Personal information
- Born: 3 September 1964 (age 60)
- Nationality: Norwegian
- Playing position: Right back

Senior clubs
- Years: Team
- 0000–1986: Tønsbergs TF
- 1986–1987: Oppsal IF
- 1987–1989: Fredensborg/Ski HK
- 1989–1992: TSV Bayer Dormagen
- 1992–1994: Sandefjord TIF
- 1994–1996: Grasshoppers
- 1996–2004: Sandefjord TIF

National team
- Years: Team / Apps / (Gls)
- 1987–1997: Norway / 187 / (717)

= Øystein Havang =

Norwegian handball player (born 1964)

Øystein Havang (born 3 September 1964) is a Norwegian handball player.

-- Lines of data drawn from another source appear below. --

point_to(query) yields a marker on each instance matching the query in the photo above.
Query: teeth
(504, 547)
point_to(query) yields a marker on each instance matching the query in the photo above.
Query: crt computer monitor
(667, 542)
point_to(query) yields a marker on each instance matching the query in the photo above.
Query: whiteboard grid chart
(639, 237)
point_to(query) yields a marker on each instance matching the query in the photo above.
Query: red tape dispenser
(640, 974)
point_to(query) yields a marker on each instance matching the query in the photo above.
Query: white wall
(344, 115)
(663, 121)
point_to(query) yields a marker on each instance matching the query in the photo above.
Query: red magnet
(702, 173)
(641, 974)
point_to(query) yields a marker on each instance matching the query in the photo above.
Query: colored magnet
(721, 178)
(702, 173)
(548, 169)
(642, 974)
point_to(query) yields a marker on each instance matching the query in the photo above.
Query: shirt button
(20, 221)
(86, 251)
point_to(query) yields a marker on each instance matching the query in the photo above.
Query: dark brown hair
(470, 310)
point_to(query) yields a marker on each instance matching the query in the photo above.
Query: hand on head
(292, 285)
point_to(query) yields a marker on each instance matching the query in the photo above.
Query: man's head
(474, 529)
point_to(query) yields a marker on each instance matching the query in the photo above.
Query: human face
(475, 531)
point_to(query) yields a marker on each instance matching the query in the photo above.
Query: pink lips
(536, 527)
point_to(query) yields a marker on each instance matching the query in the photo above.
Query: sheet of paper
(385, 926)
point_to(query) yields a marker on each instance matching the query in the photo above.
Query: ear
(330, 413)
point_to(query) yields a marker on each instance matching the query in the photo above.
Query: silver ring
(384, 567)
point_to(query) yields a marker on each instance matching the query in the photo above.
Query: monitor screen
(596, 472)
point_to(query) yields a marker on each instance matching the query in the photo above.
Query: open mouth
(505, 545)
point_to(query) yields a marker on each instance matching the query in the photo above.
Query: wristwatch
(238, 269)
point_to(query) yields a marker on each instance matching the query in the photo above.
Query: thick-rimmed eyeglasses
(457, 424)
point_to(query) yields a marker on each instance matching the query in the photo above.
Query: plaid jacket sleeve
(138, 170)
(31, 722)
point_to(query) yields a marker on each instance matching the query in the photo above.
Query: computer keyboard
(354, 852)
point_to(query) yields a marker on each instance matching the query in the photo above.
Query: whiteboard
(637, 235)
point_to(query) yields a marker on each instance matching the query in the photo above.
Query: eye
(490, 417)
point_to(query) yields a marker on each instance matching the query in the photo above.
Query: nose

He won national titles with Sandefjord TIF, and played for the national team over a period of ten years.

==Biography==
Havang was born on 3 September 1964.

He played 187 matches and scored 717 goals for the Norway men's national handball team between 1987 and 1997. He participated at the 1993 and 1997 World Men's Handball Championships.

With his club Sandefjord TIF Havang won national titles in 1993, 1999 and 2004. He was top scorer in the Norwegian league in the 1997 and 1998 seasons.

Havang was awarded the Håndballstatuetten trophy from the Norwegian Handball Federation in 2011.